Tom: When students in middle school are taken on an inspection of their school restrooms, during a “toilet walk,” (Schulklobegehung), what kid of reaction do these adolescents have?
Thilo: At first they all find it absurd: They laugh, giggle and horseplay. When they realize that we are serious about wanting to understand their situation, they begin to answer questions sincerely. As we go through the exercises, which are part of what we call, “Toiletized World” (Klobalisierte Welt), more and more students begin to feel that they are not alone in their desire for better school restrooms. We thereby create group dynamics that help to empower the students.
Through an open discussion with the school administration and “Hausmeister” (house technician/maintenance personnel), the students understand who to see if there is a problem. If these adults care, we have a chance of improving the situation.
Tom: What is the restroom related work of the Hausmeister? How does a working relationship among students and the Hausmeister handle such issues as graffiti, vandalism, and mischievous actions by students disrespecting restrooms?
Thilo: The Hausmeister is a school’s grounds keeper and house technician in one. In a lot of schools he actually lives in the building. He locks and unlocks doors, does small repairs and maintenance work. It is not his task to clean the restrooms – external cleaning personnel does this. But a lot of times he is the one who deals with clogged sinks and toilet bowls.
He is the one who removes graffiti or repairs stall doors. In Germany, the motivation of this person and his relationship to the students is essential in solving school restroom issues. It states a lot about a school, whether the students know the Hausmeister’s name or not.
A good relationship between the students and maintenance staff creates respect for that person’s work and thereby also for the state of the restrooms.
Tom: What might Berlin middle and high school students advise American youth as to how to better grasp the world-wide humanitarian and cooperative development aspects of sanitation issues?
Thilo: Most Berlin students are also not aware of this issue, unless they have gone through our “Toiletized World” project. Our concept teaches the students about the international work of the German Toilet Organization and similar aid organizations working abroad.
By giving the students an insight into the living conditions of people in Africa and Asia, they learn that the privilege of a toilet cannot be taken for granted. About 40 percent of the world’s population currently lives without access to sanitation facilities.

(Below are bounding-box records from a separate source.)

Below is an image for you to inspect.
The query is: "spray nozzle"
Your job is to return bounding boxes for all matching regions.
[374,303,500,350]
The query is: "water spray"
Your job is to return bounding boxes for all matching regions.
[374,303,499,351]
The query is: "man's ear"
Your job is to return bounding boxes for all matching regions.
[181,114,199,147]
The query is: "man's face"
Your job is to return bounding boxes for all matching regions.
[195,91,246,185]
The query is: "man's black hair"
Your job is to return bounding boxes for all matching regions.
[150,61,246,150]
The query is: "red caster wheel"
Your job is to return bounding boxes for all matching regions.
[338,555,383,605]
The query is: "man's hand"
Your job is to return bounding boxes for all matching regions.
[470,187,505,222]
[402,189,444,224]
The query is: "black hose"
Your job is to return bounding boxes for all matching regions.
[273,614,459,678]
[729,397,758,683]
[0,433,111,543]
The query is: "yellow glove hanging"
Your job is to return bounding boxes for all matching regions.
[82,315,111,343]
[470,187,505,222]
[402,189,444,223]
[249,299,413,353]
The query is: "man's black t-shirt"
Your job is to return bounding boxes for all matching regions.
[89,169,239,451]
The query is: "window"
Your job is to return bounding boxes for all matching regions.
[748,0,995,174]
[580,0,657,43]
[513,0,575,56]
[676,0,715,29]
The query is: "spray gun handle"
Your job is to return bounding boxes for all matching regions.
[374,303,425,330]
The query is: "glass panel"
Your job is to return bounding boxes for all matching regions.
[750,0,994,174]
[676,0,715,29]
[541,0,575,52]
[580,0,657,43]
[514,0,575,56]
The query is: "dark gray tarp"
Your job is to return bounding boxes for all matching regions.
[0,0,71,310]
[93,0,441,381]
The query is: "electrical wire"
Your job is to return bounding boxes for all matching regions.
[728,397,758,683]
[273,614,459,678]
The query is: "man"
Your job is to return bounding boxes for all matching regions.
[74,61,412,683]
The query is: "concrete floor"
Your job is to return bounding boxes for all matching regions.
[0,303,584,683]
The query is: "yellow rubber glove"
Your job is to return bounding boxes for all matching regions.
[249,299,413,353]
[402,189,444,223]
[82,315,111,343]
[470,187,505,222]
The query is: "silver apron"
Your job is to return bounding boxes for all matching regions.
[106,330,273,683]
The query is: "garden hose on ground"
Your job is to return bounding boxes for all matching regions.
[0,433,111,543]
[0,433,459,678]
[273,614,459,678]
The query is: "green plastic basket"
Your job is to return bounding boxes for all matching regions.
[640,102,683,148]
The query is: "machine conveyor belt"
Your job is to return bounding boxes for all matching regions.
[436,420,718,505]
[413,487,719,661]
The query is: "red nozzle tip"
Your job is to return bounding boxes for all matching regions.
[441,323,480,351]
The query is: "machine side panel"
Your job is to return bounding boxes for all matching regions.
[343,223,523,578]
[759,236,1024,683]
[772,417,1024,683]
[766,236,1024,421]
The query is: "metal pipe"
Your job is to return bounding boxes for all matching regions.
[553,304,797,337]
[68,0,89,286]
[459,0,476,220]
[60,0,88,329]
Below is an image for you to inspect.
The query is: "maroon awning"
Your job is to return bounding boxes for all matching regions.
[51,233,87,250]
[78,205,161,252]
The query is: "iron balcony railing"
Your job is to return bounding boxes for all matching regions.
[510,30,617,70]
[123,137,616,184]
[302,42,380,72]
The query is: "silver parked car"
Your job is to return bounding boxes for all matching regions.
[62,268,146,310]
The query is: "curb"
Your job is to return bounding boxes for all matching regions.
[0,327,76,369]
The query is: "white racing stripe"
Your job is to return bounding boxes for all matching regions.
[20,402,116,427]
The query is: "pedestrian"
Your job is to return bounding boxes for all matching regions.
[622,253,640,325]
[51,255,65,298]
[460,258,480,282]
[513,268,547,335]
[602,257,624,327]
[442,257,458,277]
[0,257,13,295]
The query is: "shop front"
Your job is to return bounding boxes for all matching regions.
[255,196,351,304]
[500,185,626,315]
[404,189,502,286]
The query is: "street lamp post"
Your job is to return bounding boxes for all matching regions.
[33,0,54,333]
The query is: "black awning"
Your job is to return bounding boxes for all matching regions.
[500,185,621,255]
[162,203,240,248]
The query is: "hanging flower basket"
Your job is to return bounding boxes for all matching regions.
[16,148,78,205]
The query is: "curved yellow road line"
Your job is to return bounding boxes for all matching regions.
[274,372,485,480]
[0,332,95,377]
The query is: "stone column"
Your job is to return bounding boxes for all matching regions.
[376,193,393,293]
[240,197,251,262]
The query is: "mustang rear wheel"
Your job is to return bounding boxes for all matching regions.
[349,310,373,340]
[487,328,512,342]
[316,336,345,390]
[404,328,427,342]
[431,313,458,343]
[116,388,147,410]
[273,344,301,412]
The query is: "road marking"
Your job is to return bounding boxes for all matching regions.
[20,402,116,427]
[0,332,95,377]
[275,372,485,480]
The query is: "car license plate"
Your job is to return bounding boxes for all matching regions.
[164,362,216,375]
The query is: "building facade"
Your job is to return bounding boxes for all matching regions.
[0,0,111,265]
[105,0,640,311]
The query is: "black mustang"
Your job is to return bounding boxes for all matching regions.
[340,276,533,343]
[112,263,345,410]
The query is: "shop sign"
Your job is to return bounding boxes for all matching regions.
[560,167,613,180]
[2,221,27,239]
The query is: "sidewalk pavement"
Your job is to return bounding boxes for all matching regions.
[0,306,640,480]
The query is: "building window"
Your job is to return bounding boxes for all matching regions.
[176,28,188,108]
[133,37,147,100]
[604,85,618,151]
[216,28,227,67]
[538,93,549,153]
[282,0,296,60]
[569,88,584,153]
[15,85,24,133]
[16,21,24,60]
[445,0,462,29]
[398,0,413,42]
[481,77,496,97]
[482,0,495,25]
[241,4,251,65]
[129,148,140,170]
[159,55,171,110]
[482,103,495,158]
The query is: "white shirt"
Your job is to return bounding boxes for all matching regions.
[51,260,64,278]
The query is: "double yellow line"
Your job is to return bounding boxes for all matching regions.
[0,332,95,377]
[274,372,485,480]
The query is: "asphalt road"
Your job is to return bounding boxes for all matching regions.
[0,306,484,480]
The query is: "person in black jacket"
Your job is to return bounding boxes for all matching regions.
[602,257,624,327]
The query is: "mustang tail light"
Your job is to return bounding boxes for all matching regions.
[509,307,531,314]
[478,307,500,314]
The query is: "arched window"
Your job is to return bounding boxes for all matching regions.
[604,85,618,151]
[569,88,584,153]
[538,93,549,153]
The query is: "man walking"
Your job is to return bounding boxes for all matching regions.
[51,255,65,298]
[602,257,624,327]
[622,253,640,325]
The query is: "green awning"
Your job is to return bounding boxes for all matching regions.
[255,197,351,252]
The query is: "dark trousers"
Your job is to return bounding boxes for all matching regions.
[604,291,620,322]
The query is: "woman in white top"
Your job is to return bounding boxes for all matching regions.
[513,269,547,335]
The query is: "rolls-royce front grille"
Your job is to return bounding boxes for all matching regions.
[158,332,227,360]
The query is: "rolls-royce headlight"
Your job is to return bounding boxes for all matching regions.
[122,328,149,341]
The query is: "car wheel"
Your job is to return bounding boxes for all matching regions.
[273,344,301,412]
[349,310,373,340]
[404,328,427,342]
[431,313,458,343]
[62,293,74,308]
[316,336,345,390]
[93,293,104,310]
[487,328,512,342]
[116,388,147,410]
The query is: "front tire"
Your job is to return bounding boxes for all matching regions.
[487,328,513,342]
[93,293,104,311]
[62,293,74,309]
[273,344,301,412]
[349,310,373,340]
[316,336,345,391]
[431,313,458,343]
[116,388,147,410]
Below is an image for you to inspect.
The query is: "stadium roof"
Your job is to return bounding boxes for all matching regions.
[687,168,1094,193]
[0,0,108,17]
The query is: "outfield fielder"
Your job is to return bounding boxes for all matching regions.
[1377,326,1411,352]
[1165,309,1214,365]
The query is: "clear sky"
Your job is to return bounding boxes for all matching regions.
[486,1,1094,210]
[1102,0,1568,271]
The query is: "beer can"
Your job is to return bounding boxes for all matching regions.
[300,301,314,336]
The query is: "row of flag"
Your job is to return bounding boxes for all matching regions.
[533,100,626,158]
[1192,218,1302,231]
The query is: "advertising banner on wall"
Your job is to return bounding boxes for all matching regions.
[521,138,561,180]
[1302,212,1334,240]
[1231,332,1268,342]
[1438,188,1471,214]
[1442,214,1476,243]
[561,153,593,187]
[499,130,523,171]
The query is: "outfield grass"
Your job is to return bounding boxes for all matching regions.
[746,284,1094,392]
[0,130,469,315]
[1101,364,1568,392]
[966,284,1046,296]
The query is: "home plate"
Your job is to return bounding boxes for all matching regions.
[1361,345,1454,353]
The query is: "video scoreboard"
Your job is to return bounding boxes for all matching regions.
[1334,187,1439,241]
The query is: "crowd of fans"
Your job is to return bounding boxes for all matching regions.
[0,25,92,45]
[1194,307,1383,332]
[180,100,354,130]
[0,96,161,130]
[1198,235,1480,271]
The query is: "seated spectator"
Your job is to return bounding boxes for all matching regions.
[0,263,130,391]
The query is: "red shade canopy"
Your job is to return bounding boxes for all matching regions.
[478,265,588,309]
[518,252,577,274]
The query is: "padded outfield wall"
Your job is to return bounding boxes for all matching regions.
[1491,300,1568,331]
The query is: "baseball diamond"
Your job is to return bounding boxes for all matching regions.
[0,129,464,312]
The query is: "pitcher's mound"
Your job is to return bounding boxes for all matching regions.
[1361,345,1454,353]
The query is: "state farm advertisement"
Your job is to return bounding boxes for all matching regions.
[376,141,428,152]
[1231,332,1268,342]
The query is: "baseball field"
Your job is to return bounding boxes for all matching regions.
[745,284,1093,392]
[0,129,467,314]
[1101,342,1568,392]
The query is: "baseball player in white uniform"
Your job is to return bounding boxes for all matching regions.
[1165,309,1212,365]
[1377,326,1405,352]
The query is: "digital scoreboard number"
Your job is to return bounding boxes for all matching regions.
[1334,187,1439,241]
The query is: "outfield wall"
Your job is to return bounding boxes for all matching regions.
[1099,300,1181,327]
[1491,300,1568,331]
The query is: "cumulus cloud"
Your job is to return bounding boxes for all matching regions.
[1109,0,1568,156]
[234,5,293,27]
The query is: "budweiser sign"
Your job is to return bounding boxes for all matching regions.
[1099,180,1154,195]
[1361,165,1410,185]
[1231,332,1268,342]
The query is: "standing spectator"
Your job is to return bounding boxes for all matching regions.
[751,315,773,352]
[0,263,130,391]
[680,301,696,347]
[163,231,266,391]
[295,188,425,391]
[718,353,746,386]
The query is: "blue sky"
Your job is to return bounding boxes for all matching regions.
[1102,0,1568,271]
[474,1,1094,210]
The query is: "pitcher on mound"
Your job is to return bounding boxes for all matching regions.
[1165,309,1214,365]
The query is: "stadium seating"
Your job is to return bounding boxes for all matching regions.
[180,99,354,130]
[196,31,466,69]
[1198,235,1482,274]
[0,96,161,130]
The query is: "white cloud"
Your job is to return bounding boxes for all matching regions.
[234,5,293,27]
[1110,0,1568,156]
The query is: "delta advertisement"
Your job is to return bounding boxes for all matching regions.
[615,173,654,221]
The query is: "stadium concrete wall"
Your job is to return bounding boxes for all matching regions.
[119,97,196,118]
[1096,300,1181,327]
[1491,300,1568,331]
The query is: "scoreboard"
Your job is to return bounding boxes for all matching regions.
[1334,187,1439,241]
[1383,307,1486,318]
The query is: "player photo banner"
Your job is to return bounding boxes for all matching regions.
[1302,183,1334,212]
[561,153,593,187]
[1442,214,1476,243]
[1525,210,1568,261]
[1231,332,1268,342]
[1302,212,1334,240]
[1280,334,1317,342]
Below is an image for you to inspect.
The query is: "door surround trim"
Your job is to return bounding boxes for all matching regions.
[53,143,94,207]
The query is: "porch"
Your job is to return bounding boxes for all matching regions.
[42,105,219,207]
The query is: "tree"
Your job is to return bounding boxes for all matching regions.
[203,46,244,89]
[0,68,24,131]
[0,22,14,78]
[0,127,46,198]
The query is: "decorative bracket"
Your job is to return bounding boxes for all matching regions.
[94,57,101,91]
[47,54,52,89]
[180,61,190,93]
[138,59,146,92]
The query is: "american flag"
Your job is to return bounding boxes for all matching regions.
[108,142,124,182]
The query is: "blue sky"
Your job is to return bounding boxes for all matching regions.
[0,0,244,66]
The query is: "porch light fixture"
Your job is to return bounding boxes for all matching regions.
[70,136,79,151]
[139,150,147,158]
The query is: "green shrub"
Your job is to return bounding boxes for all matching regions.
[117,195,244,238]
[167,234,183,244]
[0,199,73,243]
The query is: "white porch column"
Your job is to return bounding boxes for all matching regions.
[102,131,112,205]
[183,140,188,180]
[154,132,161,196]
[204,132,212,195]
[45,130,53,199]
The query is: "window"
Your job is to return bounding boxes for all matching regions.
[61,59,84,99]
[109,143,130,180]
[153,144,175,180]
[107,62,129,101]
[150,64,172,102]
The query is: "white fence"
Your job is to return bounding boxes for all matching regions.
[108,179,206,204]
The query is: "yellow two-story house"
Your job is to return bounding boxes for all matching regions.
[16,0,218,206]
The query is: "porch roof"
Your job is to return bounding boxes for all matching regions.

This unhygienic situation causes over 4,000 child deaths under the age of five per day. Sick children cannot go to school and girls often times drop out of school when they reach the menstrual age, due to a lack of privacy.
Understanding these facts helps German students and their teachers see their own situation in a different light: How would my life be without water, soap, stall walls or a toilet? I am sure that our approach would also work in the United States – I would love to try it.